The government’s misleading claims about the scale of local government cuts
The presentation of the finance settlement for local authorities has been inaccurate, inconsistent and damaging to the reputation of councils and councillors across the country; Sir Robin Wales, the directly elected Mayor of the London Borough of Newham, asks how ministers are held to account for misleading the public
In the week the local government finance settlement has been confirmed, Parliamentary Under Secretary of State for Communities Bob Neill stands in Parliament telling members that no council will face a cut of more than 8.8 per cent this year.
For the first draft which came out late last year, it was 8.9%: so civil servants have clearly found some extra cash down the back of the sofa after the wave of criticism from local authority leaders about the scale and pace of the cuts. This wasn’t limited to Labour boroughs – only this week Blackpool’s Peter Callow, a Conservative leader, came out publicly to say this government didn’t understand the damage these plans would do to his community.

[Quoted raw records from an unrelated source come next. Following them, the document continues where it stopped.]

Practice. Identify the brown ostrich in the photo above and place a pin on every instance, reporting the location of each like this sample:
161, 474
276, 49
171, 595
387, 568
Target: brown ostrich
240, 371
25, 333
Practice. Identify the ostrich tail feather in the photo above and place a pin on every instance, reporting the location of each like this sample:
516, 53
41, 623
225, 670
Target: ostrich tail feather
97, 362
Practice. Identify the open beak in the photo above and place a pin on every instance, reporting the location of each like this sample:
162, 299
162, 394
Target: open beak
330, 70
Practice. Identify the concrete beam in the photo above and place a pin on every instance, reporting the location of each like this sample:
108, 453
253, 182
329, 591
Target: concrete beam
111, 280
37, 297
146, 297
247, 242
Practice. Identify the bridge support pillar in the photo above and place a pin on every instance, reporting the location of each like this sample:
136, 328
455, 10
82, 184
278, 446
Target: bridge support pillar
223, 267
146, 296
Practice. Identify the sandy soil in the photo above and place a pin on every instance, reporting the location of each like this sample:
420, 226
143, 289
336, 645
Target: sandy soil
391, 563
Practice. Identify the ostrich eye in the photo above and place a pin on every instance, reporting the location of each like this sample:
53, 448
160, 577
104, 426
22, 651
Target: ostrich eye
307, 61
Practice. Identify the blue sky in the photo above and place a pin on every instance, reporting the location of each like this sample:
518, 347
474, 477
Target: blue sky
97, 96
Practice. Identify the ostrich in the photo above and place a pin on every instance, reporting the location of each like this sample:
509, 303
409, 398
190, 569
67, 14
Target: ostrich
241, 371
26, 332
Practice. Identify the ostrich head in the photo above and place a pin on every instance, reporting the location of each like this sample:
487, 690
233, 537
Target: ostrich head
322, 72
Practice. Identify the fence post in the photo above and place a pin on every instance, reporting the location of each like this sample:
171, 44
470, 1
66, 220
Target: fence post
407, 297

And of course, that extra percentage point announced by Bob Neill today will equate to only about £300,000 for my area of Newham. Without wishing to sound ungrateful it doesn’t come anywhere near to bridging the gap caused by a £44 million cut in one year. Or explaining why, as one of the poorest boroughs in the country, we’re absorbing the highest level of cuts.

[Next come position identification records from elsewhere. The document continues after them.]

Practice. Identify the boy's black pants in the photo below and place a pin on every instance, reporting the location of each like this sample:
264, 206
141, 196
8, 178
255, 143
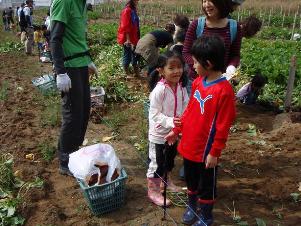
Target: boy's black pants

We will do our best to manage through these tough times, and protect the services that matter to residents, but there’s no getting away from the fact that we are being hit hardest in local government: not least because the cuts in council services are being heavily frontloaded this year.
They are being made at a pace that is ruled out as dangerous and unmanageable in policing or the NHS. But what I really take issue with is the manifest dishonesty ministers have employed in their presentation of how much they are cutting out of our budgets.
Where does Bob Neill get his figure of 8.8% from?
What most people don’t know is that at the beginning of this process, when the provisional settlement was first proposed, the Secretary of State for Communities and Local Government, Eric Pickles, invented a completely new measure of local authority funding. This was called ‘Revenue Spending Power’. It was done to hide Mr Pickles’s cuts.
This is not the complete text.